Monitoring (nagios) 1

daFranze · Dec 9, 2004

I wan't to improve our machine monitoring, we are currently monitoring
cpu load, disk capacity, swapspace, number of processes, DB Tables, tnsping etc.

Last week in my data center a Powersupply crashed and a fuse opened, therefore all Machines in the rack had only one PS left delivering power (uh, hard to say this in English, I hope you can pick up what I mean

).

That's why I want to write some additional monitoring scripts processing 'prtdiag -v' output and scanning /var/adm/messages for errors warnings etc.

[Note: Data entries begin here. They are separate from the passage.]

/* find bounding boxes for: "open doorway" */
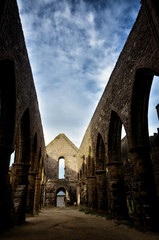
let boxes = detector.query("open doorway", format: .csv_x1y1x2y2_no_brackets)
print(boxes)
56,188,66,207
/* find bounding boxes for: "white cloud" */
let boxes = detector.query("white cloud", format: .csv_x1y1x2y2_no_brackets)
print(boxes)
17,0,141,147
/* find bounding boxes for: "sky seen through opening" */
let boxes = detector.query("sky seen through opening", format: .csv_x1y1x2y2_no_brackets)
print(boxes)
16,0,159,149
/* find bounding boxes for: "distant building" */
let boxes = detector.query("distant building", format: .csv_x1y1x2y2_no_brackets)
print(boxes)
45,134,79,206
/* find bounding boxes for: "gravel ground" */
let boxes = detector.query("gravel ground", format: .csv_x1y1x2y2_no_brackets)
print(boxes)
1,207,159,240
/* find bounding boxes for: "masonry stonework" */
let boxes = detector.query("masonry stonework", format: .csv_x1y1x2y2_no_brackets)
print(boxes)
77,0,159,231
45,134,78,206
1,0,159,233
0,0,46,232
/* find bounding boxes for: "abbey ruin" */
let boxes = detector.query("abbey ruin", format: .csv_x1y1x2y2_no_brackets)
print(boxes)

Does anybody know a PD/GNU Version of Scripts/Tools monitoring Sun Hardware and messages?

Best Regards, Franz
--
Solaris System Manager from Munich, Germany
I used to work for Sun Microsystems Support (EMEA) for 5 years

daFranze · Dec 10, 2004

nobody is scanning the messages?

Best Regards, Franz
--
Solaris System Manager from Munich, Germany
I used to work for Sun Microsystems Support (EMEA) for 5 years

bfitzmai · Dec 10, 2004

With all the help you do here deFranz, I have looked to see if I could find anything that would help you.. I do not use any automated monitoring of /var/adm/messages. Nor have I heard of such a tool.

daFranze · Dec 10, 2004

I know we used to scan the messages when we used CA Unicenter, but I don't know if it was a plugin or a separate tool; long time ago and nobody knows... :-( ;-)

I'm just writing a small script...

Thank you bfitzmai for helping me search!

Best Regards, Franz
--
Solaris System Manager from Munich, Germany
I used to work for Sun Microsystems Support (EMEA) for 5 years

Mike042 · Dec 10, 2004

Hi Franz

I have spent months trying to find an answer to a similar problem on our systems (a mix of Compaq Alpha and 3 different types of Sun hardware). I want each box to monitor itself and pass "warning" or "problem" messages (depending on a threshold value exceeded) to one central system for display. On Sun systems the problem I found with the command:
/usr/platform/`uname -i`/sbin/prtdiag -v
is that a different format output is produced depending on what the hardware is. So in my script I test for the type of hardware with uname -i | awk -F, '{print $2}' and then cut out the appropriate sections of the output to check the Internal Temperature, Fan Status and Power Supply Status.
Currently all I do with /var/adm/messages is to output a count of the number of lines in the file with todays date. Thus I can tell when new lines are added on a particular system and can investigate.
I know this doesn't really answer your enquiry, but as I haven't found anything useful either during many months of searching, then perhaps there is nothing.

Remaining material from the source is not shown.